The first version The Game of Life [App Store] was originally created by Mr. Milton Bradley himself all the way back in 1860 after his lithography business started to dry up, since his major product was a portrait of Abraham Lincoln without his beard. Honest Abe grew a beard, the portrait was no longer an accurate portrayal of the then soon to be president, so out of desperation Milton moved on to other projects such as printing a few copies of “The Checkered Game of Life" that eventually went on to start the Milton Bradley empire and turn his brand in to a household name.
100 years later, the Milton Bradley executives decided they needed to do something special for their 100th anniversary and asked game inventor Reuben Klamer to come up with something to commemorate the occasion. Inspired by the original, Klamer developed the first version of what would become the modern Game of Life. Since then the game has been updated numerous time, gameplay elements have been added and/or tweaked, and many spinoffs have been made where the same basic game has been applied to the Family Guy, Pokemon, and even Sailor Moon universes among others.
In The Game of Life players travel around the game board landing on spaces that simulate the various events one goes through in their life from graduating highschool to eventually retiring. On the way you come across jobs, lawsuits, children, property, and life tiles. Life tiles represent major life events that are revealed at the end of the game, each rewarding different amounts of money to add to your retirement total. The player that ends their life with the most money wins the game.
As expected, the board game translates very well to the iPhone just like all of EA’s other board game titles. Everything is controlled through a simple touch interface, and spinning the wheel to determine how far your game piece is moved is done by swiping your finger across the screen. It features single player with up to three AI opponents for four players total, and you can use one device to play multiplayer. It’s unfortunate that there isn’t any kind of WiFi multiplayer like Scrabble [App Store], but I suppose there is always hope for future updates.

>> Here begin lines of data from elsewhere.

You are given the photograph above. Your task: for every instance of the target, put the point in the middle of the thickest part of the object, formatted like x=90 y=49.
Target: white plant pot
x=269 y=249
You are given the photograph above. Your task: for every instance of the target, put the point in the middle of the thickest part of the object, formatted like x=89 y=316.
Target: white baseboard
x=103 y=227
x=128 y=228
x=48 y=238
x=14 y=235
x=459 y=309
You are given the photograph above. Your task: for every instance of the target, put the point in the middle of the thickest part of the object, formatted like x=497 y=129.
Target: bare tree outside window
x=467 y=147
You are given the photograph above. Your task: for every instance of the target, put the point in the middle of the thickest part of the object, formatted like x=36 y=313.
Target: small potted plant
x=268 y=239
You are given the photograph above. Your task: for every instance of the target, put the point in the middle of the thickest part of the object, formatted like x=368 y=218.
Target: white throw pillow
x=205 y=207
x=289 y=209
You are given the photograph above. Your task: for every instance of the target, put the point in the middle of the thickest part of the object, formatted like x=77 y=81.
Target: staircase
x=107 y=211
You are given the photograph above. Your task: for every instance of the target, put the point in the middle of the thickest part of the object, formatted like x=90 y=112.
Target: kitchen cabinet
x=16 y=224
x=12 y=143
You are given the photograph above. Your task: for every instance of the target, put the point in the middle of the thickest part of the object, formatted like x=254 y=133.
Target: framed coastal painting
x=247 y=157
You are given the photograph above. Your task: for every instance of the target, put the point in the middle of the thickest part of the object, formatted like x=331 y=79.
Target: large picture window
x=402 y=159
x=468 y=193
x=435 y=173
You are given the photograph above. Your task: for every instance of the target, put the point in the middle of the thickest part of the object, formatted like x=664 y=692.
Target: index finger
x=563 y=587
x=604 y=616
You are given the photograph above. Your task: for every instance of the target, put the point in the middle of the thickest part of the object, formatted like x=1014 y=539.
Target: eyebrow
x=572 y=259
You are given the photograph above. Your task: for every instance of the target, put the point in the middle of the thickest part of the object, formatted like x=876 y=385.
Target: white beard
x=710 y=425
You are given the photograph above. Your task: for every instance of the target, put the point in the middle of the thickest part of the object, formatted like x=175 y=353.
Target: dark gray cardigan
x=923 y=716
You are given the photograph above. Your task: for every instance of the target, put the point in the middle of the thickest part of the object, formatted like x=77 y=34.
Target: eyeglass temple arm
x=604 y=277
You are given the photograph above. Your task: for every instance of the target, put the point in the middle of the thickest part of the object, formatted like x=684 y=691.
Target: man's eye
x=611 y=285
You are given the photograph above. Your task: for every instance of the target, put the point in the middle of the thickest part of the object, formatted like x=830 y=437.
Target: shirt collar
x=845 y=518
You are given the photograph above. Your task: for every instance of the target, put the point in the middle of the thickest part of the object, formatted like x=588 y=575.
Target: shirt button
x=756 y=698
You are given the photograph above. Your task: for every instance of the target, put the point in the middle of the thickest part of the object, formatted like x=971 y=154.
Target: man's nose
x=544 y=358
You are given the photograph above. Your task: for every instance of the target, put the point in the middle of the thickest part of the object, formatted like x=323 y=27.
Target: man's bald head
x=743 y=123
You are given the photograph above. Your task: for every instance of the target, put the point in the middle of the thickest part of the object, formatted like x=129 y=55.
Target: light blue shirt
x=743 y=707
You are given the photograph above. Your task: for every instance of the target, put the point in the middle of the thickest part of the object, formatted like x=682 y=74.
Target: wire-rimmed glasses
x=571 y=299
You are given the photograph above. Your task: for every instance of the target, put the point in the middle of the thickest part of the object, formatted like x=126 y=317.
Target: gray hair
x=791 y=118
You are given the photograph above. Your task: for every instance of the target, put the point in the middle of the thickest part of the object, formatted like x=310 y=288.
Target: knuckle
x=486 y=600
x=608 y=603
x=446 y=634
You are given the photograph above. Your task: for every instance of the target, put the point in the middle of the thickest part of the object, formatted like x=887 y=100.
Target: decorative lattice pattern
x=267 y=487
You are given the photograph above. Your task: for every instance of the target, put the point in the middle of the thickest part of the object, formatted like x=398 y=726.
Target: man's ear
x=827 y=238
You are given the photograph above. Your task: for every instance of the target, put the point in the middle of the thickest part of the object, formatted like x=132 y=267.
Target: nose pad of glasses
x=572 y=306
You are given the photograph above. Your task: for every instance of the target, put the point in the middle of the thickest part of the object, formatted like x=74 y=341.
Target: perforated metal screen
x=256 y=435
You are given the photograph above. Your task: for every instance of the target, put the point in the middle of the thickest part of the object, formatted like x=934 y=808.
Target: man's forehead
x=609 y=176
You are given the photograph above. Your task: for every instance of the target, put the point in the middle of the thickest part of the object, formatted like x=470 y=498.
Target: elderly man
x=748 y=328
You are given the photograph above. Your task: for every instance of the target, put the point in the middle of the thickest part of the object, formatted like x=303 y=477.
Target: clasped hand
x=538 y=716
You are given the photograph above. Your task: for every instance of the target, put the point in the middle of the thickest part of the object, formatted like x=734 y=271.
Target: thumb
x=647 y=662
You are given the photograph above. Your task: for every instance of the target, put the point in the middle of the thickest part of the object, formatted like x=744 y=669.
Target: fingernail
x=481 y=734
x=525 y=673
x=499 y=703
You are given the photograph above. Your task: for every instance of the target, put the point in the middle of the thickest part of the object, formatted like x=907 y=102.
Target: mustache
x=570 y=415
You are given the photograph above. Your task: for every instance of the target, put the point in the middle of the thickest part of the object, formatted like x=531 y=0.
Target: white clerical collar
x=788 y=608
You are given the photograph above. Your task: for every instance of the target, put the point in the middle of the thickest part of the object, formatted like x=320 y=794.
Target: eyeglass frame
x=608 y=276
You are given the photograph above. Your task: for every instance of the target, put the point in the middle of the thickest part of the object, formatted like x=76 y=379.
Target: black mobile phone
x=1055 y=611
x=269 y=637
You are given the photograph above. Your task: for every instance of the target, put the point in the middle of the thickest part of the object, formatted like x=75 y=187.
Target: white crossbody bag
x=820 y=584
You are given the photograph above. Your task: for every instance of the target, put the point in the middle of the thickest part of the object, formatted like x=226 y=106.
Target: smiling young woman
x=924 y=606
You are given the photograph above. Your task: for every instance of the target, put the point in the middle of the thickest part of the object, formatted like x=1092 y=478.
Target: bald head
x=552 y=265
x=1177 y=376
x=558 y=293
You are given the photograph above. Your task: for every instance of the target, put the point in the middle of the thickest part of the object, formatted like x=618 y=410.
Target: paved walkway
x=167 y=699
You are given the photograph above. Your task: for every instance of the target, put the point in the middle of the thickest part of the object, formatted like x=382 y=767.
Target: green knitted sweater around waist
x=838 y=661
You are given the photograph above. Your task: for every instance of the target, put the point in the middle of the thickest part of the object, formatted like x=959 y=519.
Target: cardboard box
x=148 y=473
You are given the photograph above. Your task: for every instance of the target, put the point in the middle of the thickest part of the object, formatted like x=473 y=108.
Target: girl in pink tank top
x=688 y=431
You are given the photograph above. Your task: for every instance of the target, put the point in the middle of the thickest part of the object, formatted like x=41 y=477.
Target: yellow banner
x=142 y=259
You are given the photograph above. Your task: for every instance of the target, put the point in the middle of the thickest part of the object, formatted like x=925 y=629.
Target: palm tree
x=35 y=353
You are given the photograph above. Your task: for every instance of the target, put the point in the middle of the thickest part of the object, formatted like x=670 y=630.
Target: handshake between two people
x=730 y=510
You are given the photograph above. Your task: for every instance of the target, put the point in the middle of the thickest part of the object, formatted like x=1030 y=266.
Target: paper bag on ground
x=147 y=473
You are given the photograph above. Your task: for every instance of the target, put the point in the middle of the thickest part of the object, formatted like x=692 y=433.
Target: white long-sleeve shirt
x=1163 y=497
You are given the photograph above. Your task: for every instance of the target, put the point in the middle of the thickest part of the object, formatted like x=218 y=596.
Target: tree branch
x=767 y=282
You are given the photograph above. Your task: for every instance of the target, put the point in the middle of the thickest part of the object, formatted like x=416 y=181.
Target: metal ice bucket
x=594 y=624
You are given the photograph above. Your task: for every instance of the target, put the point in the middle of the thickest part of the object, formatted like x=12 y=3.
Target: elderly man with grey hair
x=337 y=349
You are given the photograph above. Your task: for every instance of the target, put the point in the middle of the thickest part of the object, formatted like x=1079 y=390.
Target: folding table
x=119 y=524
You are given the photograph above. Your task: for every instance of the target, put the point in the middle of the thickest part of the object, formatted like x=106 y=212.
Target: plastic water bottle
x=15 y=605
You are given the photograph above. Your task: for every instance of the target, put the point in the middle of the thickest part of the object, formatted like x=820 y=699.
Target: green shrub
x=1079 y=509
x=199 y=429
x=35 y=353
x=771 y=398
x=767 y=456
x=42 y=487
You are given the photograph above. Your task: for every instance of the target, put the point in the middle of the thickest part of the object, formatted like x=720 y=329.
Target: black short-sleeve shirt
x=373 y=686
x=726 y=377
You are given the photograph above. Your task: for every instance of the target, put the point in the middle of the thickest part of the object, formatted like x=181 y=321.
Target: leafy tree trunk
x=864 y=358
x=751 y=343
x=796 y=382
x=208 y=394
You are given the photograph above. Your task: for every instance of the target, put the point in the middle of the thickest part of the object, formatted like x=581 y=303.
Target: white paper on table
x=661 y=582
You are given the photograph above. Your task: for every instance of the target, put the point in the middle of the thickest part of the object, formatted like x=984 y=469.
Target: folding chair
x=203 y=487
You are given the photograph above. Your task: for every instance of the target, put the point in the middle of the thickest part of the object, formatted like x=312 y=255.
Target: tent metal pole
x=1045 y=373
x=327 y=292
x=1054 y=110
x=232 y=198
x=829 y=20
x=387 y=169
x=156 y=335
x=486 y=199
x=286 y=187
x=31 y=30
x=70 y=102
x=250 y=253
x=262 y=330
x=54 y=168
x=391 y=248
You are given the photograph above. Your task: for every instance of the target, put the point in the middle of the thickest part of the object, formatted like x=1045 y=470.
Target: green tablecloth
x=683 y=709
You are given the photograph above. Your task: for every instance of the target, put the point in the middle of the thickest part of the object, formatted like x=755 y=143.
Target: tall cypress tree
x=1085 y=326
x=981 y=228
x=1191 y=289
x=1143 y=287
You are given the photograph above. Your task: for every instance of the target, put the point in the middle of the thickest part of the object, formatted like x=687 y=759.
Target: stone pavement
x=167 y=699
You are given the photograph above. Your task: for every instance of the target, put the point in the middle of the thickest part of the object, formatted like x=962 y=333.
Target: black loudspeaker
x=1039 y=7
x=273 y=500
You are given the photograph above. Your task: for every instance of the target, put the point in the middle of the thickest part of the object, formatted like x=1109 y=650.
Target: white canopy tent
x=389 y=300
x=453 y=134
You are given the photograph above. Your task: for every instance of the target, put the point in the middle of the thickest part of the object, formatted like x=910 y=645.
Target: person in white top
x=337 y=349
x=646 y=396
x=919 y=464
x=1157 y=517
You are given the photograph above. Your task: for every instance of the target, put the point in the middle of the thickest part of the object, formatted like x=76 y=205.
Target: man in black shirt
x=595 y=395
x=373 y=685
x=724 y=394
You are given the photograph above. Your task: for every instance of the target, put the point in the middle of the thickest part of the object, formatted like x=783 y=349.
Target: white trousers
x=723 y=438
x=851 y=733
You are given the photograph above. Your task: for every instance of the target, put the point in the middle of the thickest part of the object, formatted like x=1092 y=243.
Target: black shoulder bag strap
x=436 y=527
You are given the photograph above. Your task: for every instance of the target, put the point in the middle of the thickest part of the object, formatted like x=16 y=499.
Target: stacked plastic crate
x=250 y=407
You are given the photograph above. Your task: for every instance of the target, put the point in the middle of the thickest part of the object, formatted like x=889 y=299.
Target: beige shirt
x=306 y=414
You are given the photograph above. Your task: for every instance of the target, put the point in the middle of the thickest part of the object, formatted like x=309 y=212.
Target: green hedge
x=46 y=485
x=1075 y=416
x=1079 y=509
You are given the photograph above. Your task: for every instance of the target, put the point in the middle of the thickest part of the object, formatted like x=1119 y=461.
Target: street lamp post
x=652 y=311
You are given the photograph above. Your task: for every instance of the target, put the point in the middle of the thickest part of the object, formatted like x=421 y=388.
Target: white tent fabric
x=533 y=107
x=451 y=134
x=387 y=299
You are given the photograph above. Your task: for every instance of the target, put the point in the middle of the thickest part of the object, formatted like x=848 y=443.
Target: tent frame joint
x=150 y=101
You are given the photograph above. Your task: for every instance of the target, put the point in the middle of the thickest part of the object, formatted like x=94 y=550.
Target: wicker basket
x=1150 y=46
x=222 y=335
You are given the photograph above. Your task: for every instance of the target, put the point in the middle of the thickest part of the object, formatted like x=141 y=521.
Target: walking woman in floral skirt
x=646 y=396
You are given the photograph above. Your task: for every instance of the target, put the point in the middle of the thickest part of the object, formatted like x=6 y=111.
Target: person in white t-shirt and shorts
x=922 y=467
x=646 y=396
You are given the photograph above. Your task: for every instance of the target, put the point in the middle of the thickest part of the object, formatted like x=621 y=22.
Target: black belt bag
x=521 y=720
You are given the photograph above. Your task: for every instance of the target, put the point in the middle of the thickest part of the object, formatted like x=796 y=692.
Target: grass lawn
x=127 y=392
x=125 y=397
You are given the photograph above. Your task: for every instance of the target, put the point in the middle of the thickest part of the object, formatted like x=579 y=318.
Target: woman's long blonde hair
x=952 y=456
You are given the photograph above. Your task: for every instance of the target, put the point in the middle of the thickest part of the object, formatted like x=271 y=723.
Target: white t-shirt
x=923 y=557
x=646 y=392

My favorite thing about the iPhone version of The Game of Life is that you can fast forward through the turns of AI opponents. While playing games like this by yourself is hardly as much fun as playing against other people, not having to sit through full-length terms of computer players does a lot to make the game more enjoyable. At $4.99, the iPhone version is significantly cheaper than any version of the physical board game, so if The Game of Life is your thing, don’t hesitate on picking this one up.